The Art of Debugging: fine-tuning the previous Fortran analysis


I’ve been studying that buggy Fortran code for a while, and I’ve come to such a new approach. My previous analysis concerning that segmentation fault was right. In fact, gdb was completely plain: the error was due to a wrong matrix-addressing. That i1 variable got this value: 32767, which was clearly out-bounds for that agetab matrix definition. There, the segmentation fault. However, the idea of adding a write() call inside the wdcoolco_ subroutine and how that changed completely the program’s behaviour was not precisely accurate. Okay, I made a mistake. It had nothing to do with the segment sections of our buggy Fortran code. But it could perfectly be!

So, I’ve been studying the assembly code for that subroutine. And I’ve discovered something making actual sense, after all. Below, I’m going to discuss all about it.

Assembly-to-Fortran mapping

First of all, let’s discuss the relationship between Fortran and assembly code. We do know we had a segmentation fault right here:

Program received signal SIGSEGV, Segmentation fault.
[Switching to Thread 0x7f3088bed6e0 (LWP 2260)]
0x000000000044f4da in wdcoolco_ ()
Current language:  auto; currently asm
(gdb) info register $rip
rip            0x44f4da    0x44f4da <wdcoolco_+442>

Thanks to the $rip register (the instruction pointer), we can be sure our segmentation fault occurs right in this assembly instruction:

0x000000000044f4da <wdcoolco_+442>:    movsd  0x7be848(%rsi,%r8,1),%xmm8
0x000000000044f4e4 <wdcoolco_+452>:    movsd  0x7be898(%rsi,%r8,1),%xmm9
0x000000000044f4ee <wdcoolco_+462>:    movsd  0x7be8a0(%rax,%r8,1),%xmm7
0x000000000044f4f8 <wdcoolco_+472>:    movsd  0x7be850(%rax,%r8,1),%xmm5

So, according to our analysis using debugging symbols, this instruction is , precissely, this high-level Fortran call:

y1=agetab(j1,i1  )

Thinking this way, we can even associate the next three high-level Fortran code lines to those previous assembly ones:

Assembly Fortran
movsd 0x7be848(%rsi,%r8,1),%xmm8 y1=agetab(j1,i1 )
movsd 0x7be898(%rsi,%r8,1),%xmm9 y2=agetab(j1,i1+1)
movsd 0x7be8a0(%rax,%r8,1),%xmm7 y3=agetab(j2,i2+1)
movsd 0x7be850(%rax,%r8,1),%xmm5 y4=agetab(j2,i2 )

Thus, it is obvious the segmentation fault is going to take place at the very same high-level Fortran code line, either we are using debugging symbols or not.
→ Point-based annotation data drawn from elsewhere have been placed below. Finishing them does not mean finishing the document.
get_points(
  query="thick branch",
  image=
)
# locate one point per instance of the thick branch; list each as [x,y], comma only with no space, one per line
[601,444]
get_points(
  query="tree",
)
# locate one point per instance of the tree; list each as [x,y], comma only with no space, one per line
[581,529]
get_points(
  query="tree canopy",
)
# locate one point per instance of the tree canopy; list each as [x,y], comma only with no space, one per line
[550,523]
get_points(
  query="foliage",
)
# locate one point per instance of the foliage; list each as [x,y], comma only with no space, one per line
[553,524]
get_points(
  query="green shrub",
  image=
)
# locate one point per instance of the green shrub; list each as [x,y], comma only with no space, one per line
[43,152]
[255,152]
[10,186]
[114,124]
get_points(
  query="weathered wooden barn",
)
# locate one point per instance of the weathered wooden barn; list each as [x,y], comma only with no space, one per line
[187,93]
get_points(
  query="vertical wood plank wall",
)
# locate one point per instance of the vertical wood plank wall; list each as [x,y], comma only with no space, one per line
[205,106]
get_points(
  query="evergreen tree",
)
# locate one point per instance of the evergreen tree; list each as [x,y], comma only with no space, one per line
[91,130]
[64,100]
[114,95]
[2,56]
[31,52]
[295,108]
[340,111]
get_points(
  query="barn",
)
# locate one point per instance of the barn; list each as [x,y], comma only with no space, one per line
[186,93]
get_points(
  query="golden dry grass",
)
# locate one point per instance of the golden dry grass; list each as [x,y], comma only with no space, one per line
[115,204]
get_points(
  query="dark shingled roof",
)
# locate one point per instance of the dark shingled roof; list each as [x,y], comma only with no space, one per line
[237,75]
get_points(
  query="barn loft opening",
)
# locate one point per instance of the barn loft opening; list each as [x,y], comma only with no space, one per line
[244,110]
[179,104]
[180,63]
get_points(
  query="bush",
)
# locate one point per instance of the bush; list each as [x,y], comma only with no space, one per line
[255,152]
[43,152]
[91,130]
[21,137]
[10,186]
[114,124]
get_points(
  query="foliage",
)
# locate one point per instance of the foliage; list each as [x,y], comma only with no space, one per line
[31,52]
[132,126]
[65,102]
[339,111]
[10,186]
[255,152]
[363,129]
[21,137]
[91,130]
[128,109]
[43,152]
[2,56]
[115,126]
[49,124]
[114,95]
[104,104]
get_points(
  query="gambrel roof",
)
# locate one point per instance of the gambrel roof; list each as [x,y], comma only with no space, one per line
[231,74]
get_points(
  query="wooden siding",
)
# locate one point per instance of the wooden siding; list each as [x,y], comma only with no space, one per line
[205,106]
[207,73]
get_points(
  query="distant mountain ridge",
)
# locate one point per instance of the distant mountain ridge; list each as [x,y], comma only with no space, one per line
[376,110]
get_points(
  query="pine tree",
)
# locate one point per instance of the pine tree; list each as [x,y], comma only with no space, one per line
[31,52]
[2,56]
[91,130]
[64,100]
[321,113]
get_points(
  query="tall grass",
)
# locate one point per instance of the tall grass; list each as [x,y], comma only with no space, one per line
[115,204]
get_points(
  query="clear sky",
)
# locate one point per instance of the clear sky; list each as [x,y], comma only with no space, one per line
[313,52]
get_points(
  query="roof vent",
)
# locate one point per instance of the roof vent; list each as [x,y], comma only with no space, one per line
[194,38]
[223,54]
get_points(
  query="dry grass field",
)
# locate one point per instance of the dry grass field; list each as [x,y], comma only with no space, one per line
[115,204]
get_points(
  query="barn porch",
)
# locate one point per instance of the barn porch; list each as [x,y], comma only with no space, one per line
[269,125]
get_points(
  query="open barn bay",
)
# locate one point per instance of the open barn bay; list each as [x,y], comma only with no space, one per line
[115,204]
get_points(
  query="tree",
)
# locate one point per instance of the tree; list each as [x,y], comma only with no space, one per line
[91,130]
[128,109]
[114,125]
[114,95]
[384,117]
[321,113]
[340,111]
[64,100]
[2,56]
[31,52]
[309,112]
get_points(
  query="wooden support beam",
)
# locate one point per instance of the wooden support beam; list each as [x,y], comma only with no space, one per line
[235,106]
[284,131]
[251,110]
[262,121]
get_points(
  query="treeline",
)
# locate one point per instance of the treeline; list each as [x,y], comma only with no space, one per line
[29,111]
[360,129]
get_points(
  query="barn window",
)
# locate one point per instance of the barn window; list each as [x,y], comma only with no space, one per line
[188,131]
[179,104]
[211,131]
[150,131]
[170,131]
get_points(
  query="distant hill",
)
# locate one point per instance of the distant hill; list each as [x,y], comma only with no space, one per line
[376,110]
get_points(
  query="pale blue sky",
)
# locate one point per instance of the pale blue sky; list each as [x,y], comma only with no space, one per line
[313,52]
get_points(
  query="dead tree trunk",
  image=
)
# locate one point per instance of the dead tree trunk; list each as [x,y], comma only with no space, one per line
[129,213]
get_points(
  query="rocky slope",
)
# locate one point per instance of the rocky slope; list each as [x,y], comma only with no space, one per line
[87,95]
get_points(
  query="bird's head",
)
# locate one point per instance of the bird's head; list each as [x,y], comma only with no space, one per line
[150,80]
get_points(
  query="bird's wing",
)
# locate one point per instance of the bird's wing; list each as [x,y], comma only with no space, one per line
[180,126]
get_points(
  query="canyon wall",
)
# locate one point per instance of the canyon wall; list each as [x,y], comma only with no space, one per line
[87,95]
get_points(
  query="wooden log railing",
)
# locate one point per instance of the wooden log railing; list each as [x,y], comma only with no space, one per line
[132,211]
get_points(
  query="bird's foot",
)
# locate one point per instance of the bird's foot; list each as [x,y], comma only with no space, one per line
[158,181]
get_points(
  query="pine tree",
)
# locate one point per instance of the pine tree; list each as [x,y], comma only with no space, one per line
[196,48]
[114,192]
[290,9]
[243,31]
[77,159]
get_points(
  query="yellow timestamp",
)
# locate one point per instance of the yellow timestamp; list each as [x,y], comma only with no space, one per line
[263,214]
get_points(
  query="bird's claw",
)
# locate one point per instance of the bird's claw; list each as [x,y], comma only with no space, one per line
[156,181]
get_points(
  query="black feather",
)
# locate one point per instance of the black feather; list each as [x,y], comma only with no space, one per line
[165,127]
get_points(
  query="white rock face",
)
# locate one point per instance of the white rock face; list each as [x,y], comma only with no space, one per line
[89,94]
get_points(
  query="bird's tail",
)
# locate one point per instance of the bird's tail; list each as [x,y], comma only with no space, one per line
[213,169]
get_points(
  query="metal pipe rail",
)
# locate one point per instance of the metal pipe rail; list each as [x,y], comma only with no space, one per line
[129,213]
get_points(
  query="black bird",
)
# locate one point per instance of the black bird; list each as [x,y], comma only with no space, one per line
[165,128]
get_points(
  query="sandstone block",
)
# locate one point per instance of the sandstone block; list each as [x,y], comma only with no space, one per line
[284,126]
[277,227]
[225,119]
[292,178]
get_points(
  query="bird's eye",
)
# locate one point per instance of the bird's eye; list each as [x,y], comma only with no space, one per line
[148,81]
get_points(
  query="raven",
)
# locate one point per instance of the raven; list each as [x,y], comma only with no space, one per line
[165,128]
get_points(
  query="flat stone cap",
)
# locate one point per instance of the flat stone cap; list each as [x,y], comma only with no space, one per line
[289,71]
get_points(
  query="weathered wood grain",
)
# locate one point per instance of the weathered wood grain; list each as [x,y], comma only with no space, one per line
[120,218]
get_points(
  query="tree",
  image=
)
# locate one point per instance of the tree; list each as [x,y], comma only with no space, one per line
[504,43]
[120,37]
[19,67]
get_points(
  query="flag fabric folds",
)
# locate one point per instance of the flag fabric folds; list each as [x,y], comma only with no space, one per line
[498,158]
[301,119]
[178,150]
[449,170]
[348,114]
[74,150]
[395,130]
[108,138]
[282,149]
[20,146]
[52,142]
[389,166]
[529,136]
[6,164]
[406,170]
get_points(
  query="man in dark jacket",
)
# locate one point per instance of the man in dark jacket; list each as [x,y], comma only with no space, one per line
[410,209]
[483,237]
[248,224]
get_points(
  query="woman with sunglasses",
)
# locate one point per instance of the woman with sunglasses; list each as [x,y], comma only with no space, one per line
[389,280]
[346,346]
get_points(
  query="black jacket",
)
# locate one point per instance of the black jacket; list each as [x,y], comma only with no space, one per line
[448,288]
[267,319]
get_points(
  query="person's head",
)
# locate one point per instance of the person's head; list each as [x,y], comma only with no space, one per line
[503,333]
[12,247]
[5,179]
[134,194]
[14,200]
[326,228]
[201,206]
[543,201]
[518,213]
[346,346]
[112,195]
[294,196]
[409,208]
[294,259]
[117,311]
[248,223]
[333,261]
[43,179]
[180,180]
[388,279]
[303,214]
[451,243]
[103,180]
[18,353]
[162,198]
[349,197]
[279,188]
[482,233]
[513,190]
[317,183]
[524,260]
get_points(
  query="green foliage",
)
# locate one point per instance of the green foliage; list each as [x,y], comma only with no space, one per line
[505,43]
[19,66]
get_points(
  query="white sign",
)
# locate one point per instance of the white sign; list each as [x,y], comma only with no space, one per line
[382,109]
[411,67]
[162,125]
That is, or we are going to see the segfault happening at bergy.f:3147 code line, or we are going to see it occurring right in this assembly code instruction offset: *wdcoolco_+442. It is the same instruction executed by the $rip register.

Understanding the previous assembly instruction

We are dealing with matrices, here. So, the instruction movsd does, precisely, that: moves data from one place (operand) to another. The first operand is a memory location, the second one (the destination) is a XMM 64 bit register. Thus, in this case:

movsd 0x7be848(%rsi,%r8,1),%xmm8

we are trying to read from

{(rsi + r8 * 1) + 0x7be848} = (rsi + r8 + 0x7be848)

and store its contents in the xmm8 register. No wonder xmm8 is where the variable y1 is going to be stored.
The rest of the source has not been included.